At the end of this year’s Giro d’Italia Tom Pidcock was frustrated. The experience of his fifth grand tour wasn’t terrible: he finished 16th overall, with a collection of top-ten finishes on stages. But when he spoke to The Independent in Rome, every positive sentence discussing his race felt like it came with an unspoken “but…”. The race was a missed opportunity, and Pidcock felt it keenly.
Things feel very different now. With three stages remaining at the Vuelta a Espana, Pidcock is poised for the best result at a grand tour in his entire career. Third going into the final weekend behind two-time Tour de France champion Jonas Vingegaard and his rival Joao Almeida, Pidcock has well and truly arrived as a grand tour racer.
He has yet to win a stage (pro-Palestine protests forced the cancellation of stage 11 and deprived him of a likely win then) but has been second twice, both on difficult summit finishes, and in the top 10 another four times so far. He sits 2’39” down on race leader Vingegaard, who he briefly distanced with a stunning acceleration on stage 11, and 39 seconds clear of his closest challenger for the podium, Jai Hindley.
His form is clearly superb, but grand tour racing is about more than just form. Significantly, the 26-year-old has cut a more relaxed figure, too, aside from his evident frustration at being denied a stage win in Bilbao. He has been reluctant to speak bullishly about his chances, opting for the standard athlete-ese of taking each day as it comes.
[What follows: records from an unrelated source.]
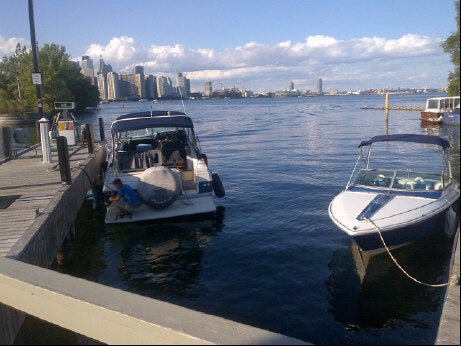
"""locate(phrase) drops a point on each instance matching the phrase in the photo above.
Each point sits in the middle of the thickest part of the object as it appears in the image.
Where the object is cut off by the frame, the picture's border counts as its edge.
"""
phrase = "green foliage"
(62, 81)
(452, 46)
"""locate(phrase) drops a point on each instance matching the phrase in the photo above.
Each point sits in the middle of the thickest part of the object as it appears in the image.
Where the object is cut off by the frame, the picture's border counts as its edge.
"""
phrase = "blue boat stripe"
(377, 203)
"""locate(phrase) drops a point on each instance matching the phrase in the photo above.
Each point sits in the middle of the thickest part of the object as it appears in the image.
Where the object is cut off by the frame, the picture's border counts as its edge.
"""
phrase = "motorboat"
(390, 208)
(441, 110)
(157, 154)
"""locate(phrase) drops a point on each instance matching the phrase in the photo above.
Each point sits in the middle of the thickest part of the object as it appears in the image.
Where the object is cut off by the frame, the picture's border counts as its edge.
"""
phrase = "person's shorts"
(124, 205)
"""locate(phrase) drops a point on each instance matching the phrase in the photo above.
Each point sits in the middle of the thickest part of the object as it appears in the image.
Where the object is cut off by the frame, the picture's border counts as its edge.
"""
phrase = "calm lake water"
(272, 258)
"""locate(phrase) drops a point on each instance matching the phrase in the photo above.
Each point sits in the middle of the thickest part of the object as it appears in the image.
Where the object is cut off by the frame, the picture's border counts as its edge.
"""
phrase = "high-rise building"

But that philosophy has stood him in good stead. He has largely kept pace with his biggest rivals on GC, and ridden intelligently on the most brutal mountain stages to limit his losses. Not only has this been his best performance form-wise over three weeks, it has also been his most mature. It’s a telling sign that he has both the attitude and ability to compete at the highest levels at a grand tour – something that wasn’t always the case.
The toughest challenge is still to come, with Saturday’s penultimate stage featuring five mountains including a hors-categorie summit finish on the Bola del Mundo. Pidcock lost 1’32” to Vingegaard on the only stage to rival 20 for difficulty, stage 13’s 202km run to the summit of the infamous Angliru.

The in-form Hindley moved up four places in the overall standings then and has been building in strength throughout this race. A former Giro d’Italia champion, he is the biggest threat to Pidcock’s maiden grand tour podium. But Pidcock overcame one stern test from him in stage 18’s time trial, adding to his lead by another three seconds, having been expected to lose some time to the Australian.
“After Bilbao, the stage took a lot out of me mentally to deal with it, and I think I suffered in the last part of the second week. But this week I feel again like I did in the first part of the race, I feel super good,” Pidcock said after the ITT. “Definitely confident but not getting complacent. For me, finishing on the podium is bigger than a stage win, much as I’d like to win.”
Regardless of what happens on the Bola del Mundo, and whether he picks up a stage win or not, this Vuelta has been an enormous success for Pidcock. After an assortment of top-20 finishes on GC at the Giro and Tour de France, he will leave Madrid with at least a top five, and confidence that he can build on that in the future.
There has been an element of trial and error to his first full year with Q36.5. Pidcock admitted that his build-up to the Giro was less than ideal, having raced a full-on calendar from the UAE Tour in January all the way through the spring, leaving him with little in the tank in Italy. The second-tier team’s preparation was further hampered by only receiving news of their wildcard to the Giro a shade over five weeks before the start.

The Vuelta was different; Q36.5 had it on the agenda months in advance, and Pidcock returned refreshed and rejuvenated for the second half of the season, having learned his lesson. It’s paid off.
What makes this achievement all the more impressive is that Pidcock has not been able to call on the might of the super-teams supporting Vingegaard, Almeida, and even Hindley. Those around him on GC have the world’s best domestiques at their disposal, and all the infrastructure and machinery of the peloton’s biggest-budget teams. Q36.5 cannot claim either of those but have punched well above their weight throughout this race – and have demonstrated a commitment to their team leader that Almeida, even with his squad of superstars, would no doubt envy.
Perhaps the most exciting element of Pidcock’s arrival as a grand tour rider is that this feels like only the start. Eddie Dunbar – a double Vuelta stage winner – and Chris Harper, a Giro stage winner earlier this year, are set to join the team in 2026, and will be invaluable support to Pidcock in the high mountains of a grand tour. Further arrivals in Fred Wright and the Alpecin-Deceuninck pair of Quinten Hermans and Xandro Meurisse will add firepower on more rolling terrain. Pidcock’s squad of overachievers this year may be a serious force to watch next season.
A month on from compatriot Oscar Onley’s coming of age at the Tour de France, Pidcock – a rider who has achieved an enormous amount in what is still a young career – has achieved the same in his second act. He was already a fine one-day racer and Classics specialist, to go with his prowess in cyclo-cross and on the mountain bike. Now he has proved he belongs among the grand tour contenders. The next step is to see just how far he can go.